Comment

HR must champion and support older women

10 Mar 2020 By Elva Ainsworth

The menopause often leads boards to lose experienced female talent, but it doesn’t have to be this way, says Elva Ainsworth

In the hairdressers the other day, I was having my usual dye and trim treatment when I remembered the phrase we used to use when I worked in a consultancy 20-plus years ago: “This one needs some grey hair.” This meant the client was tricky to impress and needed a more mature consultant to front the job than the keen bright young things we were (in our 20s and 30s – and usually female). The ‘grey hair’ consultants were always older… and they were also always male.  

Slightly irksome admittedly, but it seemed to work. But why, now I’m 57, with the experience and wisdom to go with this, am I not the ‘grey hair’ myself? And what are the consequences, if any, for me personally, for women in business generally and for strategic talent management in particular, of being overlooked in this way? 

Hair starts to go grey at 30-35 and, by the time you reach 50, 50 per cent of us will be 50 per cent grey. It’s a gradual and variable process, but many women prefer to pretend it isn’t happening. Many of us dye our hair throughout our 40s and 50s. We enjoy a more youthful look and avoid all that goes with the image of a grey-haired woman. We are avoiding the ageing effect at a time when we are heading for the top of our careers, when we should rightfully be proud of our experience.  

The M word

We are also going through the menopause – something else we don’t often talk about. The menopause represents a period of significant change in our hormonal patterns: the deconstruction of our reproductive cycles and structures in contrast to the construction of them through puberty. Each of these transitions takes many years and brings with it physical and emotional challenges. This is alongside the significant shifts in self-image and identity, which then need to be integrated with the challenges brought by older women facing additional kinds of unconscious bias.  

The menopause starts with the perimenopause stage of changing/slowing periods, hot flushes, emotional variability and sleep disturbance, alongside exhaustion and anxiety. At the same time our bodies start to change – our hair thins and gets courser as it greys, our skin becomes drier and our drive often shifts to a calmer, more serene state. 

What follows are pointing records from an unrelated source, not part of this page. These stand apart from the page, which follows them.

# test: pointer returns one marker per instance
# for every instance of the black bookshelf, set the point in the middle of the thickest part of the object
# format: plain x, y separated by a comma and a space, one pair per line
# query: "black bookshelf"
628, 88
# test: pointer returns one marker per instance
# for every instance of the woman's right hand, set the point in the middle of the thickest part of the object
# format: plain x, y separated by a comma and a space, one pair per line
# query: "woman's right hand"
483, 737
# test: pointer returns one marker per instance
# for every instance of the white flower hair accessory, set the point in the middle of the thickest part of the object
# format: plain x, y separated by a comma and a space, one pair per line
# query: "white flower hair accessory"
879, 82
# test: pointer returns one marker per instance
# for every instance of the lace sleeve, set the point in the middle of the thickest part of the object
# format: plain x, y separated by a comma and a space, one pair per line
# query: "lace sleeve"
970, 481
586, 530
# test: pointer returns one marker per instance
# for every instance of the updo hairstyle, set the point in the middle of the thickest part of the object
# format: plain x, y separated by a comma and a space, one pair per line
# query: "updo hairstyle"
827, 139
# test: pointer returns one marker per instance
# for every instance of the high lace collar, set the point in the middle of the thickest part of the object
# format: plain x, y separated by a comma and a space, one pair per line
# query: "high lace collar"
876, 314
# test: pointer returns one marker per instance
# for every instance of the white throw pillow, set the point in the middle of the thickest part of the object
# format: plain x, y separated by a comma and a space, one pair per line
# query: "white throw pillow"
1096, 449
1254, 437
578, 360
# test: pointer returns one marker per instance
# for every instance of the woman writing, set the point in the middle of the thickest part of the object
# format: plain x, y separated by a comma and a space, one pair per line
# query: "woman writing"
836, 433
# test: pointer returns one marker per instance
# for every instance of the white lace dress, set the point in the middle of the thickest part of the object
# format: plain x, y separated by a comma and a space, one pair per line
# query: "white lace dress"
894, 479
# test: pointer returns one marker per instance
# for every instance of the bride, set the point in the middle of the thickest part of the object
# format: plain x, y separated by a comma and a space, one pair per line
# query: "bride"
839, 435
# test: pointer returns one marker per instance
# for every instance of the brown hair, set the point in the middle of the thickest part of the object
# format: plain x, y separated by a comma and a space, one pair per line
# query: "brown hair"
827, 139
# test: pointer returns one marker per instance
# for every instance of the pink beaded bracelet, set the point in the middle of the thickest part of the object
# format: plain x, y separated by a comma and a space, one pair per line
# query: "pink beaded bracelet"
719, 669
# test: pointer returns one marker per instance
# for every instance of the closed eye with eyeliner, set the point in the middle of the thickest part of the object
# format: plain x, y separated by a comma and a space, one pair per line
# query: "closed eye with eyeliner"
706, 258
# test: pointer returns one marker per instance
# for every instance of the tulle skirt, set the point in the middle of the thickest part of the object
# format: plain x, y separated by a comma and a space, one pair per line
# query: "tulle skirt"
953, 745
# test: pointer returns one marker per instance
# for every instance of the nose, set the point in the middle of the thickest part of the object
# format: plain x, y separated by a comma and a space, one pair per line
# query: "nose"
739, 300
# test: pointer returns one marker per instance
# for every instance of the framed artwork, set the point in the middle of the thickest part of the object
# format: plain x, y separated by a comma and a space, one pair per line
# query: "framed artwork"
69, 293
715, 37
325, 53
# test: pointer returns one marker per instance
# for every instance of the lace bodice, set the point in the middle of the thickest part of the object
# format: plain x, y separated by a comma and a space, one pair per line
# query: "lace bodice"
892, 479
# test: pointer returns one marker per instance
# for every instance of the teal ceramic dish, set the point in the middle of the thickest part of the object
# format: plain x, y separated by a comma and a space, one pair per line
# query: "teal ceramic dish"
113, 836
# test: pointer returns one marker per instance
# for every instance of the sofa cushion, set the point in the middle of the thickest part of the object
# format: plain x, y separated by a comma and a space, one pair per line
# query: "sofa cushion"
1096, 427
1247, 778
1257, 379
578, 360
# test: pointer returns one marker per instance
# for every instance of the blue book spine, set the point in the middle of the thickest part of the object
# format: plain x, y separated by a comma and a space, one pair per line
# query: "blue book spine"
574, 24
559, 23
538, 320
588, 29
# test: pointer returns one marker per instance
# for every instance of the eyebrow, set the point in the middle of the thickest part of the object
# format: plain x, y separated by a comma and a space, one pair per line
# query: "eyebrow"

After a year of no periods you are post-menopausal, but the whole transition will usually last 7-10 years. Only 20 per cent of women will go through this stage with no symptoms; most will experience some difficulties, and 20 per cent will report significant life-impacting issues. Some will look to hormone replacement therapy and many will need to adjust their lifestyle and working practices to cope.

The challenges of menopause are made worse by stress and improved by physical exercise and eating healthily. Some women may therefore need to work fewer hours, and minimise travel and additional responsibilities. It might feel like a personal failure. The woman in question might justify a move to a less demanding role by maintaining it’s of ‘more interest’, with the concomitant loss of confidence hidden behind youthful non-greying hair. While the impact of this on individuals is often significant, so too will it be for businesses, which suffer the loss of experienced women from the level needed for diverse boards. 

Important roles for women in their 60s

Our boards need wisdom and most of them need more women, so we could really do with seeing confident grey-haired women in important roles in their 60s. But we need new thinking to support women through their 50s so they are not totally lost from us when we need them the most. HR has a critical role in speaking for those women who are reluctant to share their experiences. Key actions that can be taken are:

  • Reviewing talent management policies to ensure the needs of this group are taken into consideration properly 
  • Considering sabbaticals, part-time working and lateral moves for senior employees
  • Creating hiring practices that seek out those who have taken career breaks
  • Offering support and care through education, coaching and counselling
  • Incorporating the prioritisation of wellbeing into company values and practices
  • Introducing mature female mentors to encourage, inspire and nurture others

In the broader context of the history of employment, women are still unfortunately relative newcomers. It was not so long ago that only unmarried ‘spinsters’ were allowed to work – and certainly not in senior roles. We now, as individuals, expect to stay senior and productive leaders until our mid-60s, but we should take care not to ignore our true physical needs; battling against your biology will not serve you well. 

We forget we are in the vanguard of female corporate leadership and, as such, we can tailor work in our 50s and 60s in a way that truly works for us. In some societies (and species), the post-menopausal females form a key role in their communities by being the wise ones who connect others and foster collaboration. Perhaps it would be useful to re-engage with this idea.